For me, there’s only 2 possible scenarios …

Either the branding company [which, let’s be honest, is not a design company] are fucking delusional or Vodafone is.

Whatever the truth, if I was a shareholder in the former I’d be buying more shares in them for their ability to charge millions for taking 10 minutes to literally invert the colours of their clients existing logos and if the latter, I’d be selling my shares as fast as I could possibly get rid of the worthless bastards.

On the bright side, I’m about to make a fortune as a branding consultant and my 1997 copy of Microsoft Paint.

Does Adland Know What Innovation Actually Is?

A long time ago, when I first moved to Shanghai, I wrote a post about how I felt China practiced what I called practical creativity.

Now while their has been significant improvement in the attitude towards innovation over the past 7 years – especially in terms of using technology to make life more convenient – the ‘functional’ element of creativity still exists.

Recently I saw another example of this.

Except it’s older than the stuff I used in my original post.

And it’s not true … more a story that grew into legend.

But that aside, it reinforces my point that there seems to be a major difference between the attitude of commercial creativity in the West and the commercial creativity in the East and both could do with taking a bit from each other.

Funny eh?

And while the true story behind the development of the ‘space pen’ is quite different to what is stated in this article [it was more a product of marketing than conquering the universe] the issue it raises is what adland seems to value in creativity.

Would ‘using a pencil’ be seen as successful in industry awards?

Probably not.

Even in Effies, I question if anyone would bestow anything on it other than ridicule.

But the pen might … with the right case study video attached, detailing the struggle to reinvent writing or some other headline worthy statement.

And that bothers me because commercial creativity will always start with the mind and if we ignore that in favor of the eyes and our egos, then we will be walking even further away from developing the ideas that I know we are capable of making that can fundamentally impact culture and commerce.

Don’t get me wrong, it’s great to try and push what is possible … but when you’re over-engineering a solution for no other reason than trying to win an award, then you should get fists in the face rather than applause.

Maybe Andy was right.

Years ago he told me the reason why judges at awards often favour scam is because it satisfies their ego to be associated with ‘ideas’ that allegedly push what is possible … even if it’s not real or effective.

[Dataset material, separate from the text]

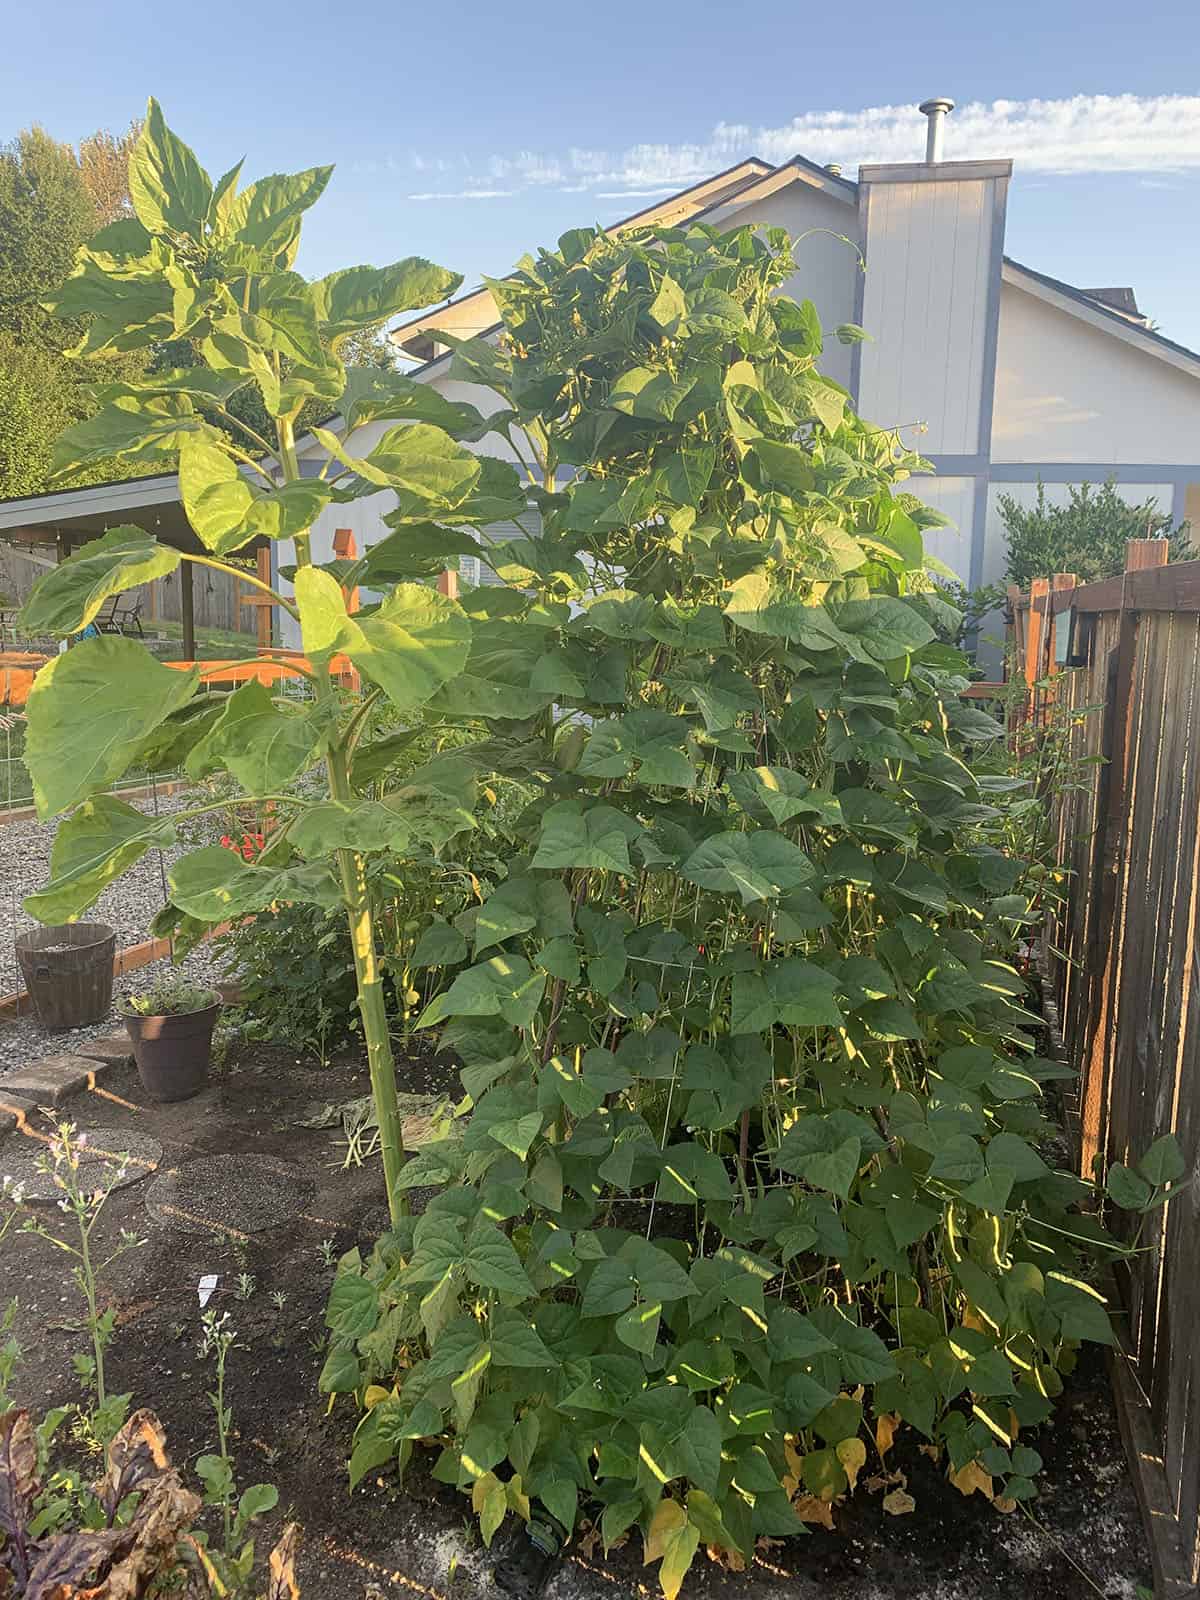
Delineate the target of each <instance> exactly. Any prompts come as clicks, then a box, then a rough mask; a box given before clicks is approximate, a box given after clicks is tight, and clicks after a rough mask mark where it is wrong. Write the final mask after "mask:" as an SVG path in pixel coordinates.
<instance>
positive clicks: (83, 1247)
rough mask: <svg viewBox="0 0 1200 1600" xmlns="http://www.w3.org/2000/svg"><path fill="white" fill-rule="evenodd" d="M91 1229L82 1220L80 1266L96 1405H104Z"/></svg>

Which is why most of the ‘innovation’ ideas that are awarded in advertising shows never gets to see the light of day.

Remember Peggy?

I rest my case.

The Most Ridiculous Phone Management System In The World …

American companies – like every other country in the World – love automated telephone systems.

To actually get to speak to a real human, is harder than earning a PHD in astrophysics.

But what makes me laugh is how they try so so hard to make it sound like you’re talking to a real person when it’s painfully obvious you’re not.

However, in America, it has reached new heights.

I was organizing Direct TV and was having to repeat my answer to every question asked by the ‘automated human’ because it doesn’t understand British accents when – finally – it accepted my answer.

Imagine my surprise when immediately after, I heard the sound effect of a person typing.

Seriously, it was trying to suggest they were literally inputing my answer into their system.

If that wasn’t mental enough, the sound they used sounded awfully like a typewriter from the 1920’s.

Apart from the fact that a supposed high-tech company shouldn’t feel embarrassed about not using real people, if they really believe genuine human interaction is more desirable for customers than a computer, then HIRE SOME FUCKING HUMANS.

Another example where a consultancy has come in to improve efficiency and ignored reality.